Four posters this week will tout its next-gen sequencing and analytical solutions.
Researchers across the world see promise in the sample-to-insight solutions company QIAGEN and its GeneReader NGS System’s ability to detect cancer-causing mutations.
Four posters detailing the Netherlands-based organization’s technology will be unveiled this week at the Association for Molecular Pathology 2017 Annual Meeting in Salt Lake City, Utah. Together, according to QIAGEN, the reports highlight the GeneReader’s “outstanding analytical performance and ease of use.” Of 500 papers slated for presentation at the gathering, roughly 10% examine the company’s solutions for molecular testing.
“QIAGEN is rapidly expanding our content menu with ultra-accurate gene panels for breast and lung cancer, as well as driving the launch of our very successful customized panels and thereby offering access to an unlimited content offering,” Kai te Katt, PhD, vice president and head of QIAGEN’s oncology franchise in the molecular diagnostics business area, said in a statement.
The GeneReader NGS System helps derive insights from samples. The company touts it as the world’s first complete system of its kind for next-generation sequencing. The QIAGEN vice president said the product “provides everything a lab needs” to perform the task and is nimble enough to “analyze molecular variants across all major sample types.”
Researchers analyzed GeneReader and found a number of promising results. Here they are.
Investigators at Austria’s Academic Teaching Hospital Feldkirch “observed 100% agreement” between the technology and 2 other methods when they tested 50 tissue samples and 20 liquid biopsies for mutations in various genes. In their poster, the researchers said, the business’s software provided “an easy tool for data analysis, variant interpretation, and quality control.” They also noted that GeneReader is “easy to implement” and “accessible” for labs.
Quiron Dexeus University Hospital researchers in Barcelona, Spain, tested GeneReader and the AIT panel alongside 2 other methods, finding 100% concordance in 43 reference samples and 89.3% in 86 liquid biopsies.
Hungarian Academy of Sciences and Semmelwis University researchers in Budapest, Hungary, showed how GeneReader can detect inherited BRCA mutations in patients with a rare cancer.
QIAGEN researchers produced results that suggest their QIAact BRCA ½ Advanced Panel can “accurately and efficiently detect all possible actionable DNA mutations” in 3 breast cancer suppressor genes.

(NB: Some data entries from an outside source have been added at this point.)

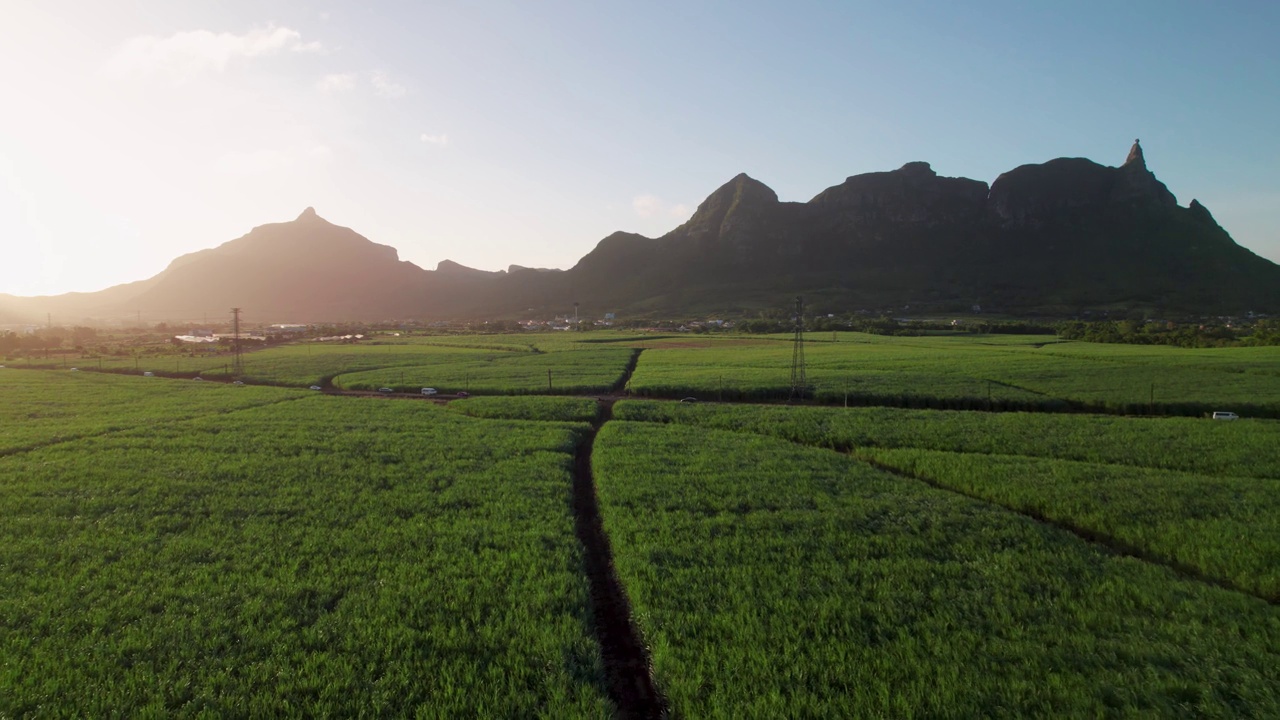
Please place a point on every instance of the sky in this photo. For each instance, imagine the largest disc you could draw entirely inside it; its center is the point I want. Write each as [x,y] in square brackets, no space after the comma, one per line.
[494,133]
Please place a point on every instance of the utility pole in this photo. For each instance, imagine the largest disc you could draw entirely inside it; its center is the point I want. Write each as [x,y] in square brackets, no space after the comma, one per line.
[799,383]
[238,367]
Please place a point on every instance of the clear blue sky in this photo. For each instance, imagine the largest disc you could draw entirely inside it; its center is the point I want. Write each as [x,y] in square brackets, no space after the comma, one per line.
[524,132]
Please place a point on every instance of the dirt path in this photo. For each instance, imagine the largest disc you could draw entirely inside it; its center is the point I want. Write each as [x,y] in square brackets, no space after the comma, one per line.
[627,666]
[1087,534]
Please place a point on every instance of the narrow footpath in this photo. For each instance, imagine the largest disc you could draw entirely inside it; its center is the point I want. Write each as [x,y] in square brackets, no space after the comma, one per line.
[1102,540]
[627,666]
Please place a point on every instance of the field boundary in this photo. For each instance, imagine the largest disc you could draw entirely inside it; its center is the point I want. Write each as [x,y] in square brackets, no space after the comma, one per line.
[627,665]
[626,373]
[1107,542]
[33,447]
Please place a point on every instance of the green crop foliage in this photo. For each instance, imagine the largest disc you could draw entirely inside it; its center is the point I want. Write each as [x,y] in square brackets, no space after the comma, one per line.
[1223,528]
[1244,447]
[41,408]
[320,557]
[529,408]
[969,372]
[513,373]
[777,580]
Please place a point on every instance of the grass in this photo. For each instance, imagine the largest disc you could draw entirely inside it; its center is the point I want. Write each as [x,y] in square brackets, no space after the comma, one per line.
[321,557]
[42,408]
[547,373]
[1226,529]
[970,372]
[1239,449]
[772,579]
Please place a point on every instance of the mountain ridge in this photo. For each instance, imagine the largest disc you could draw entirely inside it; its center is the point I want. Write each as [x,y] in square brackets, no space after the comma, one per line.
[1052,236]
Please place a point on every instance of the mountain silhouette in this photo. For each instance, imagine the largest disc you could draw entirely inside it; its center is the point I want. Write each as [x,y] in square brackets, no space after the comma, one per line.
[1052,237]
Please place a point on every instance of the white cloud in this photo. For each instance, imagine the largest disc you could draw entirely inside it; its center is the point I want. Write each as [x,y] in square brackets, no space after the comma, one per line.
[337,82]
[385,87]
[254,162]
[654,206]
[186,54]
[647,205]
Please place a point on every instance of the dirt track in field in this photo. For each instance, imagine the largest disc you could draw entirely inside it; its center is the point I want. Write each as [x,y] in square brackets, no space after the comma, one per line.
[627,668]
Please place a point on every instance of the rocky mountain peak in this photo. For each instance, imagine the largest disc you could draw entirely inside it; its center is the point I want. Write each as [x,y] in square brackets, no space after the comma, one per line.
[1136,156]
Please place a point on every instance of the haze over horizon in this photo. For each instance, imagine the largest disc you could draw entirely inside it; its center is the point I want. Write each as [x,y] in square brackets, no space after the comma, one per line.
[508,133]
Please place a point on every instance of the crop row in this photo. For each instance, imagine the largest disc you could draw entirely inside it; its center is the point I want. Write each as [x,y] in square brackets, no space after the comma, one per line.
[1226,529]
[320,557]
[571,372]
[968,373]
[772,579]
[41,408]
[1243,449]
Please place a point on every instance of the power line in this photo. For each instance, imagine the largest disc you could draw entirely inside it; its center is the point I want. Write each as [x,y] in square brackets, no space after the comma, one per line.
[238,369]
[799,383]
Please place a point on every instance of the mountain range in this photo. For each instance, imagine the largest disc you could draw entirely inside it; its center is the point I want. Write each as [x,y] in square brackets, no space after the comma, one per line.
[1055,238]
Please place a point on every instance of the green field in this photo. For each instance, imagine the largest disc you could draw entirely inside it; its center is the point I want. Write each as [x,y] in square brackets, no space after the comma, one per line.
[969,372]
[777,580]
[320,557]
[1244,447]
[178,547]
[39,408]
[544,363]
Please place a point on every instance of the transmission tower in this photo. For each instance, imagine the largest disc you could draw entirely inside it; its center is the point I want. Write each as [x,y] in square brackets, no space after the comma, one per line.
[799,383]
[237,369]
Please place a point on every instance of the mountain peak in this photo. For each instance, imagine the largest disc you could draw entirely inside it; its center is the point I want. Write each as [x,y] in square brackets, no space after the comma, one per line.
[1136,156]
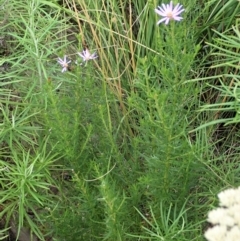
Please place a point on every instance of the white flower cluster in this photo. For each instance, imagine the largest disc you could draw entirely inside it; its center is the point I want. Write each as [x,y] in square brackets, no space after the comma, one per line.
[226,218]
[85,55]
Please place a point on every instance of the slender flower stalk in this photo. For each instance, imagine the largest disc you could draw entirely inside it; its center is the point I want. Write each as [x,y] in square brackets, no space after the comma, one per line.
[86,55]
[64,63]
[168,12]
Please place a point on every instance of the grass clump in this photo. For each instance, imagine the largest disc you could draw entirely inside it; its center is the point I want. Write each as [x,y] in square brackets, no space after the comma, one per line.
[113,127]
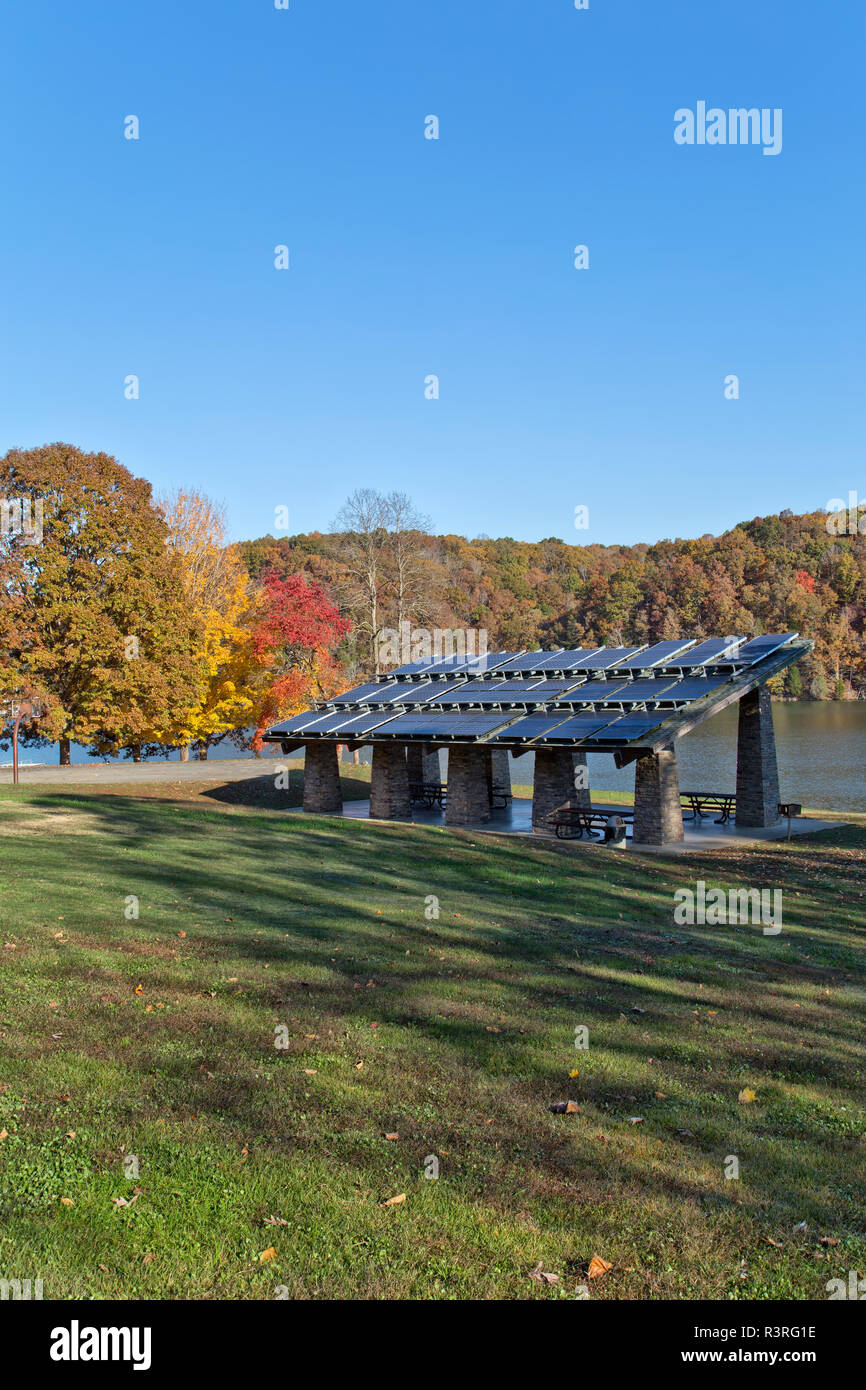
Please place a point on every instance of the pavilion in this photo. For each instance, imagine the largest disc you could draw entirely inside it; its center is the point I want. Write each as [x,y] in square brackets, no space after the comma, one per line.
[634,702]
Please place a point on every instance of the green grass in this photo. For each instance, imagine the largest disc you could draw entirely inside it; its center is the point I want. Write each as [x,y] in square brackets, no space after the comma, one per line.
[154,1037]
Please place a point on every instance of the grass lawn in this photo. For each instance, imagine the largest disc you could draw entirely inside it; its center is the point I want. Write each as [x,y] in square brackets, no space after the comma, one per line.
[156,1037]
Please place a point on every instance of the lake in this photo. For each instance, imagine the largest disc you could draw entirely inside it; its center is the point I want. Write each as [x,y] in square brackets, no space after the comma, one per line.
[822,755]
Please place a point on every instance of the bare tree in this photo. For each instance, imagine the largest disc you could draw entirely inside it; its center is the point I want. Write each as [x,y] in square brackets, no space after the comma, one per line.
[363,542]
[409,567]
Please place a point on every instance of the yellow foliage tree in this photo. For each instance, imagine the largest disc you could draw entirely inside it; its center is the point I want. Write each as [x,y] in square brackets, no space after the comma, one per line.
[223,601]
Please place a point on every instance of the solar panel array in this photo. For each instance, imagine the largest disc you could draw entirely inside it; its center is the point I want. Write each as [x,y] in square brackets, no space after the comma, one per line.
[595,697]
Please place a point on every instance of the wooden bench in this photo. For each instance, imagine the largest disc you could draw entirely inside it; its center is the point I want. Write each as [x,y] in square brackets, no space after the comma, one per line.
[576,822]
[427,794]
[705,802]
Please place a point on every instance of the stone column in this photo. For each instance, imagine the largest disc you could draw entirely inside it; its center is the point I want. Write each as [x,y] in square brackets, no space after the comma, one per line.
[389,783]
[321,779]
[756,770]
[581,795]
[501,765]
[658,812]
[414,762]
[433,767]
[552,786]
[469,797]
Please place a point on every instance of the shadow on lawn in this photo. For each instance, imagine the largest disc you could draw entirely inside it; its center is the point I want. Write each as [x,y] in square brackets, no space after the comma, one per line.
[555,938]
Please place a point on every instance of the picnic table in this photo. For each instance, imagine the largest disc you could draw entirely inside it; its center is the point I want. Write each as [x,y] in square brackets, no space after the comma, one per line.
[427,794]
[705,802]
[576,822]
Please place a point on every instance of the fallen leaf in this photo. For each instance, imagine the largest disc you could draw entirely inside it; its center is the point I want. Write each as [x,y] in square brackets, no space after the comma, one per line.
[598,1266]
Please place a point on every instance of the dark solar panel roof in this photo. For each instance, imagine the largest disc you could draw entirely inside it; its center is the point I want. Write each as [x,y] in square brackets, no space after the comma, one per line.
[592,691]
[706,653]
[574,729]
[761,647]
[627,727]
[487,692]
[658,655]
[530,727]
[438,726]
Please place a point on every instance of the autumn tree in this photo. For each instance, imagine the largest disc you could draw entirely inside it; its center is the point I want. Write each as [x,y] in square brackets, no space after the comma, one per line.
[221,603]
[293,641]
[92,616]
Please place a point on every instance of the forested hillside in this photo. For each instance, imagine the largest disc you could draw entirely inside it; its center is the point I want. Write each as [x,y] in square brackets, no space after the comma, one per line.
[773,573]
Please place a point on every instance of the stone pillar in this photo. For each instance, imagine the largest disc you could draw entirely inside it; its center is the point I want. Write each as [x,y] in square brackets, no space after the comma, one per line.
[552,786]
[756,770]
[501,766]
[581,795]
[389,783]
[321,779]
[658,812]
[469,798]
[414,762]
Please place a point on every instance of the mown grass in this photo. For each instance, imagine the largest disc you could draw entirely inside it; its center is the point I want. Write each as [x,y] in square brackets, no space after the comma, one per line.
[154,1037]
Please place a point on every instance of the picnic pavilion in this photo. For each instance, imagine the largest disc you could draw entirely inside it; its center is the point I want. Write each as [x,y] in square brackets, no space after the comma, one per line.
[634,704]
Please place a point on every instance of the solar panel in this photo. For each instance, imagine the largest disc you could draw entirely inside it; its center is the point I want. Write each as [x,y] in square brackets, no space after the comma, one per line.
[706,653]
[410,669]
[469,665]
[761,647]
[569,659]
[637,692]
[577,727]
[435,726]
[591,691]
[691,688]
[526,662]
[603,658]
[487,692]
[623,730]
[298,722]
[528,727]
[349,722]
[362,694]
[658,655]
[567,697]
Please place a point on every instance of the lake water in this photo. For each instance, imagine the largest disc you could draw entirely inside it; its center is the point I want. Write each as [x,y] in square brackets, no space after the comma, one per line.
[822,755]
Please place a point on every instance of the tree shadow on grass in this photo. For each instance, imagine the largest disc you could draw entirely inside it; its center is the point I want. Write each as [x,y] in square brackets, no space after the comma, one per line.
[533,941]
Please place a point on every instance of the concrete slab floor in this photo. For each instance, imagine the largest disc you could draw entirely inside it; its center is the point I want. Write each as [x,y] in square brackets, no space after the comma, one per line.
[517,820]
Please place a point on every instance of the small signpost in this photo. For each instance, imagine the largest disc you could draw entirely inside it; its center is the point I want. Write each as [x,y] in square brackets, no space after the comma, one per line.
[21,708]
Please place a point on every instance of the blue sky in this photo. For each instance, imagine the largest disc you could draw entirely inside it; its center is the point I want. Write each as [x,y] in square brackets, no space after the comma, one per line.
[601,388]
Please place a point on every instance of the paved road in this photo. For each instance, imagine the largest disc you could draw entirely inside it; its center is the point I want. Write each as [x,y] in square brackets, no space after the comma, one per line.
[96,774]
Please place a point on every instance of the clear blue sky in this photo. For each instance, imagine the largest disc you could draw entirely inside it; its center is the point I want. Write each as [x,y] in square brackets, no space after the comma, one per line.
[409,256]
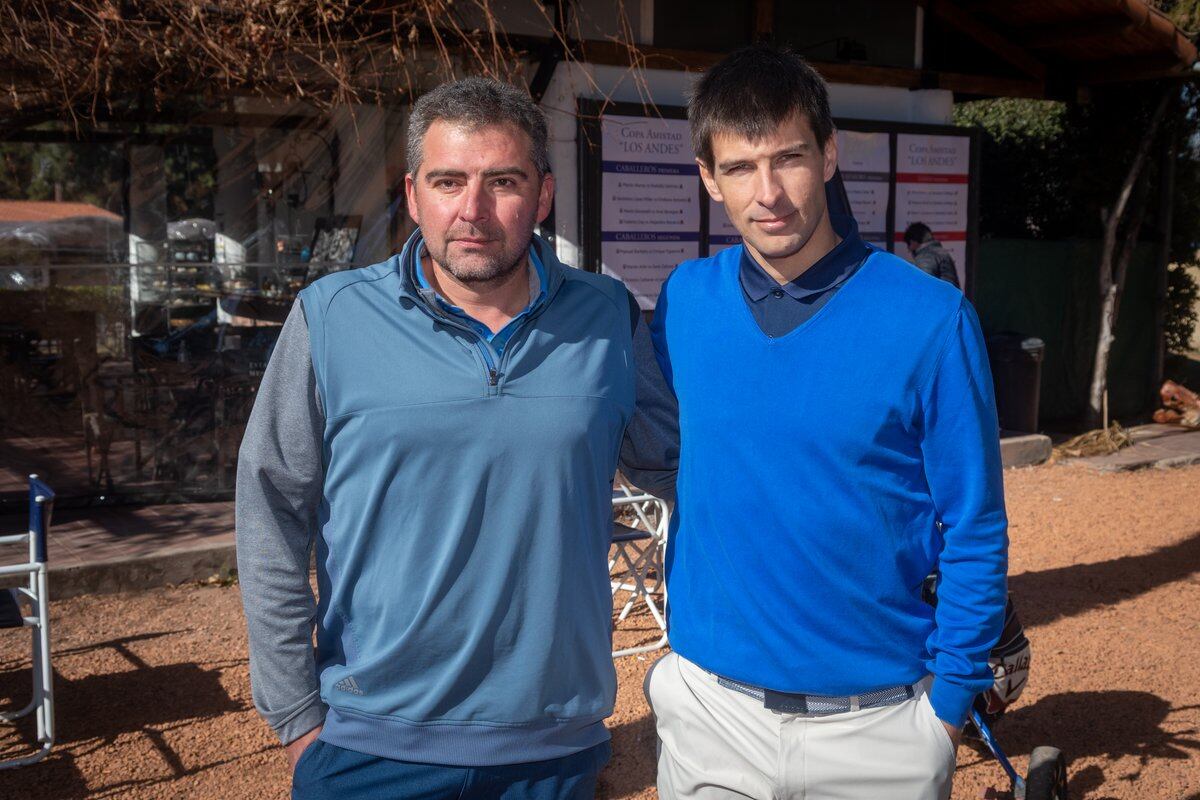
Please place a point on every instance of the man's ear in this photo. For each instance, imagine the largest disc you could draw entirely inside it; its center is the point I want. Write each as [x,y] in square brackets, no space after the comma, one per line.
[545,197]
[706,174]
[411,194]
[831,156]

In addition to the posters, QIAGEN technologies are slated for display at the Utah conference. The company plans to demonstrate its GeneReader NGS System, modular QIAsymphony automation system, and “universal solutions” for liquid biopsy and other samples. For a schedule, click here.
QIAGEN has been on the move in recent months, broadcasting the strengths of its insight solutions, bioinformatics software, and automation programs designed to plug these technologies into existing workflows.
It has also forged high-impact partnerships. In October, for instance, the company announced plans to team up with Centogene, a firm that uses whole genome sequencing to develop diagnoses of rare diseases. That union gave QIAGEN access to CentMD, a phenotype and genotype database containing more than 4.5 million variants from across the globe.
Right now, QIAGEN’s GeneReader NGS System is marked only for research. But the company has continued to develop its capabilities this year, adding molecular content and customized panels.